Характерно для тогдашней Англии это об'единение парламента и правительства и противопоставление этого об'единения всему остальному населению страны. Это станет понятным, если вспомнить, на основе какой избирательной системы созывалась английская палата общин. Существовали города и графства, в которых основная масса населения не знала, что такое избирательное право. В Эдинбурге — главном городе Шотландии — с населением около девяноста тысяч человек только семьсот граждан имели избирательные права. В Ноттингеме из тридцати тысяч жителей только двадцать человек обладали избирательными правами. Конечно, при таких условиях состав парламента с его секретными комитетами и комиссиями был в огромном большинстве верным пособником королевской полиции. Если билль о казни рабочих, против которого выступил Байрон в 1812 году, был временно задержан, то в 1814 году он прошел без затруднений.
В 1811 году Байрон еще до своего первого парламентского выступления написал ответ двум лордам, требовавшим смертной казни рабочим:
Лорд Эльдон, прекрасно; лорд Райдер, чудесно!
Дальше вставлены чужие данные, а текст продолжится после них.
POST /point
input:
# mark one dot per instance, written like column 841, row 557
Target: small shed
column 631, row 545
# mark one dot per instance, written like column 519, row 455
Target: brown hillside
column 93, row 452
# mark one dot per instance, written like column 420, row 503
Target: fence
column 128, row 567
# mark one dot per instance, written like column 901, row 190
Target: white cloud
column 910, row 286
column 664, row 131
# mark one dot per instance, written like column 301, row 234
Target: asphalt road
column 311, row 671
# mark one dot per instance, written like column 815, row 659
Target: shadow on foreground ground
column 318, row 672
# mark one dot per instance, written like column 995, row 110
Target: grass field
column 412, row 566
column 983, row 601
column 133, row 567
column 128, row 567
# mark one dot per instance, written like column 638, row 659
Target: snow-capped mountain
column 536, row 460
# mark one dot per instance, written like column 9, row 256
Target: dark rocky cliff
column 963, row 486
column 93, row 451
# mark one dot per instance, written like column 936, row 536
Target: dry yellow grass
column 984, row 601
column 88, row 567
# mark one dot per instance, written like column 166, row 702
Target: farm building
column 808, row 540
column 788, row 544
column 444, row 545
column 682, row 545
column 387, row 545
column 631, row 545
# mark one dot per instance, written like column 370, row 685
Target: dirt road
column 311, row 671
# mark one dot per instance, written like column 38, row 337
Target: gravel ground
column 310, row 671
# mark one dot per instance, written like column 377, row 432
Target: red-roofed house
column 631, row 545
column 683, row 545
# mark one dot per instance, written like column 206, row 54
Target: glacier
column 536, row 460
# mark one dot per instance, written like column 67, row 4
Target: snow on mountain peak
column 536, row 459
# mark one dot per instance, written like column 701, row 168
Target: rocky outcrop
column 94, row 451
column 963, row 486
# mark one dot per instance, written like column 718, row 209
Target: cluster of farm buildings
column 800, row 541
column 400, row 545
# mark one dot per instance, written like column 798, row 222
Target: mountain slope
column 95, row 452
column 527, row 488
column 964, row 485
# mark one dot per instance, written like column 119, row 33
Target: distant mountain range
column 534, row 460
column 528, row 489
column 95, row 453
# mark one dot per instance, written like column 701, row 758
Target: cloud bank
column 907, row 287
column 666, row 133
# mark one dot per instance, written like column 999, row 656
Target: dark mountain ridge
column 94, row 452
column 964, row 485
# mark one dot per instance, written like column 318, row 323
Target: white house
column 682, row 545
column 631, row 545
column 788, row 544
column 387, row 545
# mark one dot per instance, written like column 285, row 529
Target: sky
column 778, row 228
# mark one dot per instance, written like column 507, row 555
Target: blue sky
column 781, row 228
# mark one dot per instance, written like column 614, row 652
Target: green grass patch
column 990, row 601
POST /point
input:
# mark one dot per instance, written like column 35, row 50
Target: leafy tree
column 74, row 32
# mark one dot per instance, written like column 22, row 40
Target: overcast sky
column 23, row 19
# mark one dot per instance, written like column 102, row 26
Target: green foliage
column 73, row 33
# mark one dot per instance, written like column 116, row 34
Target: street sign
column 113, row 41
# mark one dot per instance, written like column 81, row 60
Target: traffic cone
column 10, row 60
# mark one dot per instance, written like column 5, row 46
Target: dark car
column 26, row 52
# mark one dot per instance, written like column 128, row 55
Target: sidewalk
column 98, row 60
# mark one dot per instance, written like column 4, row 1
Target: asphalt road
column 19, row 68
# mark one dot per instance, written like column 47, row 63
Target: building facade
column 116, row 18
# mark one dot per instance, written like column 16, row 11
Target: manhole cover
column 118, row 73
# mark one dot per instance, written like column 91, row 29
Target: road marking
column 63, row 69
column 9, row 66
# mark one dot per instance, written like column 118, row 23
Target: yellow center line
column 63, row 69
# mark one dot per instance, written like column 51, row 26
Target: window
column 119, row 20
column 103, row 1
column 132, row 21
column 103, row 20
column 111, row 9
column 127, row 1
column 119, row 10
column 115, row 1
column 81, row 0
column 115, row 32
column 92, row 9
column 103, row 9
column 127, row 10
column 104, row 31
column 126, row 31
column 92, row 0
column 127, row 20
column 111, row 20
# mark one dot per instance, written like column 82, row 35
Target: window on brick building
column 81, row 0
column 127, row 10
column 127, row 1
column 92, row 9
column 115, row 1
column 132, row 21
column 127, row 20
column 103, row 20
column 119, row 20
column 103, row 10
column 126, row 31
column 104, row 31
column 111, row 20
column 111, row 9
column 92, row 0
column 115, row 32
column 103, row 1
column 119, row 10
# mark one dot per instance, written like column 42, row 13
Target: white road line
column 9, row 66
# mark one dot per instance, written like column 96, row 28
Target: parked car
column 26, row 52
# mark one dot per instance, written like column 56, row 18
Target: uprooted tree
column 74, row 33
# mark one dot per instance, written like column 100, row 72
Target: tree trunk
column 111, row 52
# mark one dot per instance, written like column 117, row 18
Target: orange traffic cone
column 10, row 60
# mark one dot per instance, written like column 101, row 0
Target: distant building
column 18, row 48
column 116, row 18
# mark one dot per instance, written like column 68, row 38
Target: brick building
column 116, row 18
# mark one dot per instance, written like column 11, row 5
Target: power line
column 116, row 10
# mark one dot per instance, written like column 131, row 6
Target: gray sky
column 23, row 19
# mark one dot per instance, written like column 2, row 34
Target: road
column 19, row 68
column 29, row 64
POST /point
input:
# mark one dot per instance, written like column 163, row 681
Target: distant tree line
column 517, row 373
Британия с вами как раз процветет.
И Гоксбери с Горроби правят совместно.
Лекарство поможет, но раньше — убьет.
Ткачи-негодяи готовят восстанье:
О помощи просят. Пред каждым крыльцом
Повесить у фабрик их всех в назиданье!
Ошибку исправить и — дело с концом.
В нужде, негодяи, сидят без полушки,
А пес, голодая, на кражу пойдет.
Их вздернув за то, что сломали катушки, —
Правительство деньги и хлеб сбережет.
Ребенка скорее создать, чем машину,
Чулки — драгоценнее жизни людской,
И виселиц ряд оживляет картину,
Свободы расцвет знаменуя собой.
Идут волонтеры, идут гренадеры,
Полков двадцать два — на мятежных ткачей,
Полицией все принимаются меры,
Двумя мировыми, толпой палачей.
Из лордов не всякий отстаивал пули,
О судьях взывали. Потраченный труд!
Согласья они не нашли в Ливерпуле,
Ткачам осуждение вынес не суд.
Не странно ль, что если является в гости
К нам голод, и слышится вопль, бедняка, —
За ломку машины ломаются кости,
И ценятся жизни дешевле чулка?
А если так было — то многие спросят:
Сперва не безумцам ли шею свернуть,
Которые людям, что помощи просят, —
Лишь петлю на шее спешат затянуть?{«Morning Chronicle».}
Это стихотворение было напечатано тогда же, без имени автора. Теперь оно было переписано и в тысяче списков ходило по рукам.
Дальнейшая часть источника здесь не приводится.